Anyway, after dinner, I sat quietly in front of a bunch of flowerless shrubs, heaved a deep breath and reflected calmly. A thought came to my mind.
“Hey, what if in all these problems I have with my teams, no one is actually in the wrong? What if good interpersonal relationships is just a matter of flexibility? Maybe, there is no hard template to be a good leader. It all depends on your groupmates.”
Throughout these four months, I kept pondering on how to be a good leader. I borrowed books on leadership by Warren Bennis and Philip Hesketh, books on the power of NLP and to be a results-driven leader. I even bought a book by Jack Welsh, which I have yet had the time to read. Should I be authoritative? Should I be more of a team-player? Should I be specific about deadlines? Should I be more managerial, or should I be more coach-like? Should I do more work, or should I inspire them to do work?
My reflection brought to light that somehow or rather, I subconsciously experimented with my four project groups this semester.
In one, I had already delegated the role to another. Thus, with other proactive members in this group, I am able to play a somewhat lackadaisical teammate in this group. I do my share of work, but nothing more.
In the other three, I took a more active role as their leaders. But, the question is what kind of leader I chose to be in those groups.
In one group, I discovered that I had taken the role of an authoritarian, though not on purpose. I was the one who created the group and gathered its members consisting of four different nationalities. I was also the one who connected everyone else together, came up with the basic idea, made sure everyone did their roles and sent them to me by a particular deadline. I, then, compiled the work and edited it till what I deemed as the best. Just a few hours ago, though, I received a note from a teammate on his unfavourable opinion of my editing of his work, which he deemed as unappreciative and disrespectful. He voiced it out through email, and not during the meeting we had earlier this afternoon (I think this is a cultural differences matter, but I’ll leave it at that for now).

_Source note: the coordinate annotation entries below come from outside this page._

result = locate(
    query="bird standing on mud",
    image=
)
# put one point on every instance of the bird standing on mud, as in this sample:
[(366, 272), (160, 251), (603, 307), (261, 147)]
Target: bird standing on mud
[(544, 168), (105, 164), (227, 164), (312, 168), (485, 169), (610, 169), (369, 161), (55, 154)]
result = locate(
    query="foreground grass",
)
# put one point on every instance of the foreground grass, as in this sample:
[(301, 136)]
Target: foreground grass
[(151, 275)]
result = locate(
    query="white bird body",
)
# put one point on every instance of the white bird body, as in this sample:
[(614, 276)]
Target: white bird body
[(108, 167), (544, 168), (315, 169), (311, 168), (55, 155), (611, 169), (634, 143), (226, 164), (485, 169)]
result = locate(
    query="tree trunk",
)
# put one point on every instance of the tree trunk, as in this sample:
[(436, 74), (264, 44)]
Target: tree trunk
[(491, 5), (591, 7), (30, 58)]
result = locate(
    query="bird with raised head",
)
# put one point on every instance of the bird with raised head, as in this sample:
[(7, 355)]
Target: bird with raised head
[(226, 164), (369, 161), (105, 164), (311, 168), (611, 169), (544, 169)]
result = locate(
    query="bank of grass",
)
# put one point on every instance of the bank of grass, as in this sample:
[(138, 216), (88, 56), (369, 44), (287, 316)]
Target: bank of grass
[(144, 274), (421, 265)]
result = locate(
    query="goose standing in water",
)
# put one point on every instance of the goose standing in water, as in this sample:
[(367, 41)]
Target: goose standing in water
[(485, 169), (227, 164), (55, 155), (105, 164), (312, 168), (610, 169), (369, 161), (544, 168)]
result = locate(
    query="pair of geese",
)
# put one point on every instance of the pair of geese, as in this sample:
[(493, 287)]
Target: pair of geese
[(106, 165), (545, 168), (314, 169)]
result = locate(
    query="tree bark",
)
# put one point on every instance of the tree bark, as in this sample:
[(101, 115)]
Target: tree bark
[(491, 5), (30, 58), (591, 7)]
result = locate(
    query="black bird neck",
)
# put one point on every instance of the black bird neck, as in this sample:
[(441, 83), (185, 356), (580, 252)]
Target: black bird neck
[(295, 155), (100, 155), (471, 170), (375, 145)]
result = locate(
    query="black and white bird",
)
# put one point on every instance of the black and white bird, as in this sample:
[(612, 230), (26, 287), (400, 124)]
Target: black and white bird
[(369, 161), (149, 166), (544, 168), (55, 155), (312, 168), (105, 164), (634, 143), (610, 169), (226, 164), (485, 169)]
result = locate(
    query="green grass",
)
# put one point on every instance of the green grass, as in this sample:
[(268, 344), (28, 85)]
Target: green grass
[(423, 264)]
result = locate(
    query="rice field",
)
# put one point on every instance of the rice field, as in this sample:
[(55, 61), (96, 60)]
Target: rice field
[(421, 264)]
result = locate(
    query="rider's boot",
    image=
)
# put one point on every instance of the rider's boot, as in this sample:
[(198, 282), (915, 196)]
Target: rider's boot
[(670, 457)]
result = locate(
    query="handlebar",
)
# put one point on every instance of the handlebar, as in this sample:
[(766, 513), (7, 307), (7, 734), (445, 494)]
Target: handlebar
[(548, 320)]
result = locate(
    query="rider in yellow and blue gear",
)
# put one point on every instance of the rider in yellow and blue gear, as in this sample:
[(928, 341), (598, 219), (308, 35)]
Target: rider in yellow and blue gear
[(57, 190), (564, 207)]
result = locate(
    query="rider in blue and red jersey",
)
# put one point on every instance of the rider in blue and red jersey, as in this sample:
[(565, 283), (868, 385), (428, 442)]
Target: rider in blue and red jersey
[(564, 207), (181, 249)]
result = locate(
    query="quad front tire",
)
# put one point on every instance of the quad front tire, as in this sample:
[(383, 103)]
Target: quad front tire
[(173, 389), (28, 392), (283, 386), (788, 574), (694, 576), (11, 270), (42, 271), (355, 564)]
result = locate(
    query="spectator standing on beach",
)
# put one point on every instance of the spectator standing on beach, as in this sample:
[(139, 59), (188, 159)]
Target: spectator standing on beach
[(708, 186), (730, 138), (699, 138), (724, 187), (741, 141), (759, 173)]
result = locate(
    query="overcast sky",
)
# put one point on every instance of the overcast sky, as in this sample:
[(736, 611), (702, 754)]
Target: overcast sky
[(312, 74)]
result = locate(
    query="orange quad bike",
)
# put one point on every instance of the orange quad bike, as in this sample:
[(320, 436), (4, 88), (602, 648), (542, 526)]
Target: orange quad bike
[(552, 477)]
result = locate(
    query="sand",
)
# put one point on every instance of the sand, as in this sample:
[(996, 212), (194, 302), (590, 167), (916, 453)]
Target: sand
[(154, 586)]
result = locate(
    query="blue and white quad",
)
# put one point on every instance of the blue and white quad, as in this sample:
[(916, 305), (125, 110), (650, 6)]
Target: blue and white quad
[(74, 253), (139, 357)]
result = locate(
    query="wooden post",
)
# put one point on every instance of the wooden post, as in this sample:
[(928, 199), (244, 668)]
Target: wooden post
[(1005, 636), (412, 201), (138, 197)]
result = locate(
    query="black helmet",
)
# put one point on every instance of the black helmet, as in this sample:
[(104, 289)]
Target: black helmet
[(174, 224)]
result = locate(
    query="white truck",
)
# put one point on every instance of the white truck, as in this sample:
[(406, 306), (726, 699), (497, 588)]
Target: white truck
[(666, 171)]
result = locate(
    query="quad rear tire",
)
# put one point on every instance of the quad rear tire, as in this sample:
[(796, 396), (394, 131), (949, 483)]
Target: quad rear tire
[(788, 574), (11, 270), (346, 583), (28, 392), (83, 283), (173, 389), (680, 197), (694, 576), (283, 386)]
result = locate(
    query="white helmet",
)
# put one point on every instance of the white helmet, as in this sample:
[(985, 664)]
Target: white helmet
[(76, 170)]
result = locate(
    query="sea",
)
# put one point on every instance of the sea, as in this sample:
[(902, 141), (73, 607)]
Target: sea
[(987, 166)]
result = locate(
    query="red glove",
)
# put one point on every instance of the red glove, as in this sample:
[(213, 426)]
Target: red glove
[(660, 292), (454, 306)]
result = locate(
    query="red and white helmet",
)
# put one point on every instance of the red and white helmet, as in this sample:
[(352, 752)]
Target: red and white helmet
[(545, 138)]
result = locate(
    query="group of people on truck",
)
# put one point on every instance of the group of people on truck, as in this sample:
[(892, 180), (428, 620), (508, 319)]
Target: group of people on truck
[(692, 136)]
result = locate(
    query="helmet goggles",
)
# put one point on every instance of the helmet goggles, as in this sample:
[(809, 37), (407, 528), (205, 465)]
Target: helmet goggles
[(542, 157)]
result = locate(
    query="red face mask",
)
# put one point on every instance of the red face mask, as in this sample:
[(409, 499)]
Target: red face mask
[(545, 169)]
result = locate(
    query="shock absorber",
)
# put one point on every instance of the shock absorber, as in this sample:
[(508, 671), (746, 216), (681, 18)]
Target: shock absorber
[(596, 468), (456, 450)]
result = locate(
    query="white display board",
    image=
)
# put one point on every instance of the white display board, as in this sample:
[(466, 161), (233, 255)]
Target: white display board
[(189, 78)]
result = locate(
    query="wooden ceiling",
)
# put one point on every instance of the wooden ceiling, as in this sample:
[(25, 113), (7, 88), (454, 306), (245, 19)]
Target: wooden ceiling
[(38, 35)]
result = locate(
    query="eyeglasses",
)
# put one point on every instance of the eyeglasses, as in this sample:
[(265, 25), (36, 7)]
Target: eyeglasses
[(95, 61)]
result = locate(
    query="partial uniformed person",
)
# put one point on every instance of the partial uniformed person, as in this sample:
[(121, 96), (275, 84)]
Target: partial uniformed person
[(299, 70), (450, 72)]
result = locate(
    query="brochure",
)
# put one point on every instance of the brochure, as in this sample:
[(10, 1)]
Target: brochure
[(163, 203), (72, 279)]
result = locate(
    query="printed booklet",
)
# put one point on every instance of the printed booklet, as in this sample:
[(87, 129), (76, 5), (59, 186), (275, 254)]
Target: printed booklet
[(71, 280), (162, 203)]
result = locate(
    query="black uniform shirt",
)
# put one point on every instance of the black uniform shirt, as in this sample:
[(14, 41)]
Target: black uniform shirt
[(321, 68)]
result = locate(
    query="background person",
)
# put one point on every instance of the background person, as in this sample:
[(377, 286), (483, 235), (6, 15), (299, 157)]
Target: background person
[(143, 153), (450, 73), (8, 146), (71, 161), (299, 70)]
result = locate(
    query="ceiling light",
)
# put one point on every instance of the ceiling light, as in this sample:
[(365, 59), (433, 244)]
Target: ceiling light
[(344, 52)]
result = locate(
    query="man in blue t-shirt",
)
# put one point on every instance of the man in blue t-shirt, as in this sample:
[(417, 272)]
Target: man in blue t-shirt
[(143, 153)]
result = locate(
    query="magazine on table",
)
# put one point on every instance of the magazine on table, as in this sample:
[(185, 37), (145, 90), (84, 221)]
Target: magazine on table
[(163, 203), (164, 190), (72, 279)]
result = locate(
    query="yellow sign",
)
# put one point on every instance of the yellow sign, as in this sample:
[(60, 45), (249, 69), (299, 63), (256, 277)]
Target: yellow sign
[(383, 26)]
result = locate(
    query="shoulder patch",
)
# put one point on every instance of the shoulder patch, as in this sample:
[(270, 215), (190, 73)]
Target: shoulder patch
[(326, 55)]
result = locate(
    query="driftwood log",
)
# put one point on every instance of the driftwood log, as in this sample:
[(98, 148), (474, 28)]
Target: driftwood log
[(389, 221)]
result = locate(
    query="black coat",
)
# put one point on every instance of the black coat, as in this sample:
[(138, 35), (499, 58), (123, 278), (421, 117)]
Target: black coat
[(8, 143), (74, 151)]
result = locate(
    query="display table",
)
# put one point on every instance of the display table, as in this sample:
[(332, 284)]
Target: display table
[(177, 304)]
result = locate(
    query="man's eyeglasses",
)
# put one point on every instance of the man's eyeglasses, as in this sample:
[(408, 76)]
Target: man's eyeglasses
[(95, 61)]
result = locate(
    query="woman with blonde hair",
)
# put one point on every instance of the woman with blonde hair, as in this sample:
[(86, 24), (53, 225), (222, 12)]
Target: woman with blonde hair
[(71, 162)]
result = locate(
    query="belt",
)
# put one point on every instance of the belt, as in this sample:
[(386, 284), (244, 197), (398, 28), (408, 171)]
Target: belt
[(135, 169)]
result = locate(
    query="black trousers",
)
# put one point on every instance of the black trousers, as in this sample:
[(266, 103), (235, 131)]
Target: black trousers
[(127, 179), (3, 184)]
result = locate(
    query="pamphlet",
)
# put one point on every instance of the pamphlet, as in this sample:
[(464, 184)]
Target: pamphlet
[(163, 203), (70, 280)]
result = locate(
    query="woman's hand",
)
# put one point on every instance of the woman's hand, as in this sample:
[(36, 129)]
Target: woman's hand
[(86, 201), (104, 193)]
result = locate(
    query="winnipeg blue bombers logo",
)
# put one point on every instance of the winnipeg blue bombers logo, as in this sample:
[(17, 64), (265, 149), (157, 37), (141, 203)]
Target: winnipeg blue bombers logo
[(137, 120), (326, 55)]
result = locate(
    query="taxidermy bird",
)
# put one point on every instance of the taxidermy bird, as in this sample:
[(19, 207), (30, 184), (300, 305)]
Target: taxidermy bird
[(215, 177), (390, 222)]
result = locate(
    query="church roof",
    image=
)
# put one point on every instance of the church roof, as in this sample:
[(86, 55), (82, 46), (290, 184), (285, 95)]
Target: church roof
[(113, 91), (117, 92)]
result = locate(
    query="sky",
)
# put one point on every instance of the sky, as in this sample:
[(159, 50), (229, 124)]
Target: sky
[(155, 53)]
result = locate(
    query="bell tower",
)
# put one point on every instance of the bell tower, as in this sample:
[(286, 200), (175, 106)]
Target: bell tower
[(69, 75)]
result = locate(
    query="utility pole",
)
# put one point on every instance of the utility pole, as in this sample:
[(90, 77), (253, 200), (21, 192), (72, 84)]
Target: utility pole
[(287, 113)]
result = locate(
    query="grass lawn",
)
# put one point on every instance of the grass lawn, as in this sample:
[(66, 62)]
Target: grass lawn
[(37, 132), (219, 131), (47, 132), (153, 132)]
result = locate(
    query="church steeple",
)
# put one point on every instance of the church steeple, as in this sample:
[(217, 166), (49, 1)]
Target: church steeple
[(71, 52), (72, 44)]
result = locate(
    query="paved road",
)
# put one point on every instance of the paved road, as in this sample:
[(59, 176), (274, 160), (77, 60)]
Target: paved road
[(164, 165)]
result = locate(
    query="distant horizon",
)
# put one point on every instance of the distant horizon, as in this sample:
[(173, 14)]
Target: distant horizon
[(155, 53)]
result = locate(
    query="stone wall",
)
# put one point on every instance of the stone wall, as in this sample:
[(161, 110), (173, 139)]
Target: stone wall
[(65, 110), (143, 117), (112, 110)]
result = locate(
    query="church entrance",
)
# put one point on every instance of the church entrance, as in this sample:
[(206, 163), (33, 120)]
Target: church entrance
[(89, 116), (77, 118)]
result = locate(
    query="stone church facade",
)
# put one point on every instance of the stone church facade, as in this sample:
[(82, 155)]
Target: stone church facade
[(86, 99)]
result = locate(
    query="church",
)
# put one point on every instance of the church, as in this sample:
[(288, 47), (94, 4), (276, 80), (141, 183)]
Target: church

It wasn’t meant to insult me, but it still shocked me because it was very unexpected. After editing and compiling the work, I had asked for their opinions as well, but I guess this part was forgotten and overshadowed by my seemingly authoritarian Asian manners? Hmm… Situation #1.
Well, in another group, I played the role of a more lenient, and team-player leader. Once again, I gathered the group members because I wanted to have a multicultural (5 different nationalities) and multidisciplinary (3 engineering disciplines) group. This group had more outspoken members, and so, I became a democratic leader who would play a more managerial and administrative role. I expected them to take the initiative to propose ideas, and to take up responsibilities. Once again, it failed. Why? Because, too many cooks spoiled the broth. Too many outspoken leaders meant many ideas but also many critics and thus, we either had too many ideas or nothing at all. Situation #2.
In my fourth group, I actually wanted to play a lesser role. In this module, I thought of myself as the junior in this class. Except for a few others, the rest were graduate students. To me, it didn’t matter which group-mates I had. So, once the lecturer assigned me to my group-mates, I waited for my more senior team-mates to step up and propose ideas for our paper. But, after weeks of waiting, I realized with horror, that was just not going to happen. I was too subservient for too long. I quickly stepped up, outlined the stuff we had yet to do, and being the only one with the strongest command in English, I have to take the extra role of tying the loose ends in this project. This is Situation #3.
Heaving a deep sigh while writing this down, I could see that my blunder in those situations was, I had assumed based on my previous (more successful) experiences in teamwork that it didn’t matter what role I played or how I led the group because it would still turn out well. But, this assumption was very presumptive of me. I now know differently. Yes, it is right that it doesn’t matter whether I began being more authoritative, or a team-player, or more laid back. But, this is because in leadership and teamwork, what matters most is flexibility. I should have quickly got to know my teammates, and quickly changed the working style if it is not working (e.g. In Situation #2, I should have been more authoritative). Now, in our last lap towards the deadlines, I know it’s late. Thankfully, not too late.
So, in my opinion is that despite all the leadership theories proposed in management books and biographies, choosing the right leadership style still balls down on whom you are leading and if it doesn’t work, change it FAST. Do you agree with me?